Agencias/Ciudad de México.- El Departamento de Justicia convocó a las fiscalías federales de Estados Unidos a triplicar el número de acusaciones en contra de políticos mexicanos sospechosos de cooperar con los cárteles de narcotráfico, además, de fincar cargos por terrorismo, reveló ayer el diario The New York Times (NYT).

The NYT citó las instrucciones dadas por el Subprocurador General Adjunto, Aakash Singh, durante una llamada con 93 fiscales federales de Estados Unidos, para ir contra funcionarios mexicanos vinculados a los cárteles del narcotráfico.

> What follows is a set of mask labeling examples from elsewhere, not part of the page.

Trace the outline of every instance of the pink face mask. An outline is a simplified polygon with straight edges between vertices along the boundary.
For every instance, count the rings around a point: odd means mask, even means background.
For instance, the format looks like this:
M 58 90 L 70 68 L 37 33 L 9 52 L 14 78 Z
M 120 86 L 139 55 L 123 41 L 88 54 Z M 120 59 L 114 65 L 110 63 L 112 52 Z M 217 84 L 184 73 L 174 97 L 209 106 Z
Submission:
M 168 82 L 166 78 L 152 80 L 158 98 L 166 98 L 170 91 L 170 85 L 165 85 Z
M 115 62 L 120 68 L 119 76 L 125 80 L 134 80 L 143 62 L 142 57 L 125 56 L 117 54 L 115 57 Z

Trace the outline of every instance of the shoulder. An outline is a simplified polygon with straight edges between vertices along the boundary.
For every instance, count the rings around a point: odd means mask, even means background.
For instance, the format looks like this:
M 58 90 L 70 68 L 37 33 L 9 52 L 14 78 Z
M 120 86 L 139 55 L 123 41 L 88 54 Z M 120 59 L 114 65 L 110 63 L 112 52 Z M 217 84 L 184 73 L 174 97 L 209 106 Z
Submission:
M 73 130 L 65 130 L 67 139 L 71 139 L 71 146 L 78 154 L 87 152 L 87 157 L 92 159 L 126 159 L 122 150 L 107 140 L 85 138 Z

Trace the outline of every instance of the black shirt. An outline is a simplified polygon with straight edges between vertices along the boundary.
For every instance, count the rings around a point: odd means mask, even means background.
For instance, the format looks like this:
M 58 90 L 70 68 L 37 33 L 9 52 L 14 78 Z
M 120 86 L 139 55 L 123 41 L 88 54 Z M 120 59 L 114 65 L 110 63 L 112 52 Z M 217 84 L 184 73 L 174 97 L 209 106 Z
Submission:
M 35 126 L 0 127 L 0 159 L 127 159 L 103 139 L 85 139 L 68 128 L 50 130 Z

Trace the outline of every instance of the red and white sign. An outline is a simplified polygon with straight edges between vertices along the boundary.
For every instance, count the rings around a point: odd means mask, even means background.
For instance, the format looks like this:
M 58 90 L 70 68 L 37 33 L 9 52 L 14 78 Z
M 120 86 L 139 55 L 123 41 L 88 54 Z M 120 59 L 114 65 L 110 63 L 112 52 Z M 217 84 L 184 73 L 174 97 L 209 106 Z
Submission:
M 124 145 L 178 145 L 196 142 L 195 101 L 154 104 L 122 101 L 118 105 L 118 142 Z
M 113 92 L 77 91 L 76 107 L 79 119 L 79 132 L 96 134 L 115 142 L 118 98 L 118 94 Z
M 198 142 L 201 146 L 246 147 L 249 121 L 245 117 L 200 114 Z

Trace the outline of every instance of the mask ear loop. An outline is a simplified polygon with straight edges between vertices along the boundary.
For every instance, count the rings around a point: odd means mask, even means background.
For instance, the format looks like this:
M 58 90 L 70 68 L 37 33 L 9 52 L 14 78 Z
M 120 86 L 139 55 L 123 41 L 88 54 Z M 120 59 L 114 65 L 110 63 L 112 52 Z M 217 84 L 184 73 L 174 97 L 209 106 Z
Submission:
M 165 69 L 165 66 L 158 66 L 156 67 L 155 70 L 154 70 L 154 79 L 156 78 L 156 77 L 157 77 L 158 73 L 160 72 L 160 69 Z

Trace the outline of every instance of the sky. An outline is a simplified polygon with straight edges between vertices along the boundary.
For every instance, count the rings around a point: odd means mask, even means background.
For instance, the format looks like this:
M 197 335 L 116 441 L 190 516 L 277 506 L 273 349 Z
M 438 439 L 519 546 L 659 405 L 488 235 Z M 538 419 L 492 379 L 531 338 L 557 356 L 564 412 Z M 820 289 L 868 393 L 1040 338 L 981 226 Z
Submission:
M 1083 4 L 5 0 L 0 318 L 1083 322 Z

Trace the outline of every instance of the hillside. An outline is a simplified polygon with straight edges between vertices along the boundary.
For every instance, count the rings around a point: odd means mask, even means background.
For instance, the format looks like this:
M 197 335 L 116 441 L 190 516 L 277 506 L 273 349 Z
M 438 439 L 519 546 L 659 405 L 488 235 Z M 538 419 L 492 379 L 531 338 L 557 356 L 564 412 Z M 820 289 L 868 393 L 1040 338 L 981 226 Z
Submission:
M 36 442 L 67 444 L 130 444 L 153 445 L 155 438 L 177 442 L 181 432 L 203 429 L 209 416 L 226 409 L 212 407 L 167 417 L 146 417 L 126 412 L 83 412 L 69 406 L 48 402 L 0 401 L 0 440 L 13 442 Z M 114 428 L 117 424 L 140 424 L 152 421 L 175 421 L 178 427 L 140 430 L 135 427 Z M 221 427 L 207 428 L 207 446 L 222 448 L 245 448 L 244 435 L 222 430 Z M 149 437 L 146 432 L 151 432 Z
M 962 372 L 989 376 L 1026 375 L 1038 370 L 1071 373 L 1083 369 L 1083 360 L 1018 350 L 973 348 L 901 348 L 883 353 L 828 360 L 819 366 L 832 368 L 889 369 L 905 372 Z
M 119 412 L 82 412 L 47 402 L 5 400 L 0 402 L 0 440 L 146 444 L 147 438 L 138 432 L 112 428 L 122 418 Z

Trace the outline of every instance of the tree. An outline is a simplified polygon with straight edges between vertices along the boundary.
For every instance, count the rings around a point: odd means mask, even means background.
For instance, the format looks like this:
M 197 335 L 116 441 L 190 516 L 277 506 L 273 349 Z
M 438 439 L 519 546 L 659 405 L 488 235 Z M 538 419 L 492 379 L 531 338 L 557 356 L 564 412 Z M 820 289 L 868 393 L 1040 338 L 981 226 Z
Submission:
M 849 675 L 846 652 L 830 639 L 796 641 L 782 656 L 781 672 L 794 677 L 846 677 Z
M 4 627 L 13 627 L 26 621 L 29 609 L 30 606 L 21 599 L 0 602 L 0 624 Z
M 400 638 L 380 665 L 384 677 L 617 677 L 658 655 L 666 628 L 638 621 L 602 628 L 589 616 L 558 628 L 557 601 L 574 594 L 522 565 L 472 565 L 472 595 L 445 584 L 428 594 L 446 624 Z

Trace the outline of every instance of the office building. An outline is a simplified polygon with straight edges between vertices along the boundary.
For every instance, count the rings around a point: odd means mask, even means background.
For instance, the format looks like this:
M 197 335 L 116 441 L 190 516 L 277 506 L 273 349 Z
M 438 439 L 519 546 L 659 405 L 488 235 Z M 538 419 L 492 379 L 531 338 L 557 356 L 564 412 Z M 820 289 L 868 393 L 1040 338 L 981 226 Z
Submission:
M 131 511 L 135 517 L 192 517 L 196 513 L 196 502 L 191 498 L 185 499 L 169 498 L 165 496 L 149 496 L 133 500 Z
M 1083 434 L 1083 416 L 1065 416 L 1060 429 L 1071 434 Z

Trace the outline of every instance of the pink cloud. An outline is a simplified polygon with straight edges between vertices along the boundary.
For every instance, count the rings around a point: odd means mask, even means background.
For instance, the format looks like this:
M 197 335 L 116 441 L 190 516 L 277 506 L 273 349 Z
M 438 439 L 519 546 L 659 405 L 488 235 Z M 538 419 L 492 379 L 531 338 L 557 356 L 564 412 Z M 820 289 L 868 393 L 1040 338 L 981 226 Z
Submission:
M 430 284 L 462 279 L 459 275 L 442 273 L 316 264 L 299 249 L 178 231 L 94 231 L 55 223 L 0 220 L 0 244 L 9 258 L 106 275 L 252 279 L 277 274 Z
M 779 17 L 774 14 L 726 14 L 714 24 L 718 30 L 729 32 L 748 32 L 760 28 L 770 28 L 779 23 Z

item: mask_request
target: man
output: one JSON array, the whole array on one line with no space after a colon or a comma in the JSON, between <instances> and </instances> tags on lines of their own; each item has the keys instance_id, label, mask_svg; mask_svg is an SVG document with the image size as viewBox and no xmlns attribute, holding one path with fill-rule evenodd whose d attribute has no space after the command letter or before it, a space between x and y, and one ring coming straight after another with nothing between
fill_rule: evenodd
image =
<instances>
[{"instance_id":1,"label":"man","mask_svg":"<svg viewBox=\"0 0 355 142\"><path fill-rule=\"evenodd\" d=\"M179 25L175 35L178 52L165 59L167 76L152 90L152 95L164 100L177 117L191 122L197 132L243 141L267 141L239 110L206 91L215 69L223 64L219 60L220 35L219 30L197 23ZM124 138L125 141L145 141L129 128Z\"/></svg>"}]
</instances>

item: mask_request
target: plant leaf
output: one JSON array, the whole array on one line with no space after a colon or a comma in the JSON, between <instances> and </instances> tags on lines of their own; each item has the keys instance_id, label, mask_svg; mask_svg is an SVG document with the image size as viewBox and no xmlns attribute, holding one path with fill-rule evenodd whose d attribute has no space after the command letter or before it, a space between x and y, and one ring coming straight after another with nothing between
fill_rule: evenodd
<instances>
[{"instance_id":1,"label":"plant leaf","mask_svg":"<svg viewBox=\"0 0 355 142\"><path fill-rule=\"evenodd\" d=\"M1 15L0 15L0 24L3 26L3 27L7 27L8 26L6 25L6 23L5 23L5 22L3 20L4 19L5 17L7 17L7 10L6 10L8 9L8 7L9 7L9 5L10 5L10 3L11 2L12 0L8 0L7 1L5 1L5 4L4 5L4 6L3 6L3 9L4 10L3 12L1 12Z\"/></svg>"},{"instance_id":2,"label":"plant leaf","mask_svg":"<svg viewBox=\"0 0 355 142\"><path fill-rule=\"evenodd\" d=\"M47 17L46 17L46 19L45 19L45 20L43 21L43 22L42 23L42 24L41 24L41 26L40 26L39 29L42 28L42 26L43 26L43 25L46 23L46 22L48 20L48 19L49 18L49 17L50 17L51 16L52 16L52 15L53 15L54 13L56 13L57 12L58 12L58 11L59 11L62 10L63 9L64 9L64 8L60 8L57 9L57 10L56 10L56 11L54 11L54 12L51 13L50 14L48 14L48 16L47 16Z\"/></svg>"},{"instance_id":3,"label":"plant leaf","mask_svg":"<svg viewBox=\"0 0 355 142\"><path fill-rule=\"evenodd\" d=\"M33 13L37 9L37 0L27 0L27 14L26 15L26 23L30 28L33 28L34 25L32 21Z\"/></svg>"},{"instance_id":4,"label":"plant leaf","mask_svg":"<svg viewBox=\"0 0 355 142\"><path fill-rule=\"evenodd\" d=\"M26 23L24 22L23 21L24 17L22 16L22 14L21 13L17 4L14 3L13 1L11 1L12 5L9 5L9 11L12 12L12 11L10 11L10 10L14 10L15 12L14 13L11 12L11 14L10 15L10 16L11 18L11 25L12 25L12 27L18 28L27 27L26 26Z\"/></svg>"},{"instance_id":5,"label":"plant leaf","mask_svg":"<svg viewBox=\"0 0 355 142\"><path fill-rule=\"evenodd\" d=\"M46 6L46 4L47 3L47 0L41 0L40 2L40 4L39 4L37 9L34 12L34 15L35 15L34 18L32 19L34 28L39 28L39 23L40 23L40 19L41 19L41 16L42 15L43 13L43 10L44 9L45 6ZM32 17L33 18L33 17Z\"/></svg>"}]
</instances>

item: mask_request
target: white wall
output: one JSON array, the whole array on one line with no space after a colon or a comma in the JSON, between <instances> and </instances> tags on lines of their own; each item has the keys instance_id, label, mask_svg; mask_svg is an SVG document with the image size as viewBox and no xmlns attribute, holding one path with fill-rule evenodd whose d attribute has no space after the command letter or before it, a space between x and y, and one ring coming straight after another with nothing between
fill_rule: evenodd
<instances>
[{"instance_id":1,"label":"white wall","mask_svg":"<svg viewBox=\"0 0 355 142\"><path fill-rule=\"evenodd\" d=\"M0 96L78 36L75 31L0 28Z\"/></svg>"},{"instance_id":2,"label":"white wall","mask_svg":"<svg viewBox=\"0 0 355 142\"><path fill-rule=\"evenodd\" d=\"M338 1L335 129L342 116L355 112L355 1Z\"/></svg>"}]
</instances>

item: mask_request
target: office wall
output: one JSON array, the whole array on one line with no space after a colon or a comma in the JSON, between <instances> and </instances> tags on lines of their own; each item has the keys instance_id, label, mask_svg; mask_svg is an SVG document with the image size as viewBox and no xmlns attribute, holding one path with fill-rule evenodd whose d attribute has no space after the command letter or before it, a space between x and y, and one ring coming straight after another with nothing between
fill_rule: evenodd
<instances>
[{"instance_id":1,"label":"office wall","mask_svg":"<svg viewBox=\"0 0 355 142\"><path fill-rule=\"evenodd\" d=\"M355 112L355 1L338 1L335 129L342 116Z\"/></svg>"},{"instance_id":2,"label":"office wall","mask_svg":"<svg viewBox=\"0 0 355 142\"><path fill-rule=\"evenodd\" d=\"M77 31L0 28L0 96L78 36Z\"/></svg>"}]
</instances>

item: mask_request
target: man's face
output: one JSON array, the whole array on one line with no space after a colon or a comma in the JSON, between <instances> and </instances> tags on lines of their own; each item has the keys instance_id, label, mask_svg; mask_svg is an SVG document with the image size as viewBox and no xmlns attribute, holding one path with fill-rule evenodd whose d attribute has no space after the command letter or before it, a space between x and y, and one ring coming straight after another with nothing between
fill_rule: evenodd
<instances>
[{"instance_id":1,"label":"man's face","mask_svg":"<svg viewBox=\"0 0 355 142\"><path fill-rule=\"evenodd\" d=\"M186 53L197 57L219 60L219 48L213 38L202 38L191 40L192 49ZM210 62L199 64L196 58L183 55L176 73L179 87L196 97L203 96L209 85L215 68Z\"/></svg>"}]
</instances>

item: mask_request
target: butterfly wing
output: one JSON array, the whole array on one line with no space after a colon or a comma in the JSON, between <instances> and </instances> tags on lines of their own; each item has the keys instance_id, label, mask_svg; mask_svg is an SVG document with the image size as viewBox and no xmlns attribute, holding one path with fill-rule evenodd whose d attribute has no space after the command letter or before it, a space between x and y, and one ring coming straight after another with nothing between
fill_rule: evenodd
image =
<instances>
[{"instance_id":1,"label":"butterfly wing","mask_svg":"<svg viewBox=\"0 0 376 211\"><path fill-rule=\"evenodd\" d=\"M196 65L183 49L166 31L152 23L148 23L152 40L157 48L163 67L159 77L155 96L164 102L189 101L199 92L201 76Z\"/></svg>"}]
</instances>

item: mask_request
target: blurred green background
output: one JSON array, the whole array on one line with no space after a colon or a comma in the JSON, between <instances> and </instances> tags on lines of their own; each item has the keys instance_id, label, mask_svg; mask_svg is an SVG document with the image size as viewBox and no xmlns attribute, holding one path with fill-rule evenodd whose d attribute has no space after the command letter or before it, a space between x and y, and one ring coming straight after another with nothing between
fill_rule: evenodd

El influyente rotativo aseguró que la petición ha sido incrementar los casos contra políticos mexicanos sin importar que se genere una molestia al Gobierno de la Presidenta Claudia Sheinbaum.

“Deberíamos triplicar el número de acusaciones contra funcionarios gubernamentales corruptos en México que utilizan su poder y sus cargos para encubrir a terroristas y monstruos que trafican con miseria y veneno.

“Si esto resulta desagradable para los funcionarios del Gobierno mexicano y les ofende que estemos haciendo esto, no puedo pensar en nada que me importe menos. Si además los avergonzamos y humillamos en el proceso, entonces eso sería la cereza del pastel para nosotros”, difundió The NYT atribuyendo las declaraciones al Subprocurador Singh.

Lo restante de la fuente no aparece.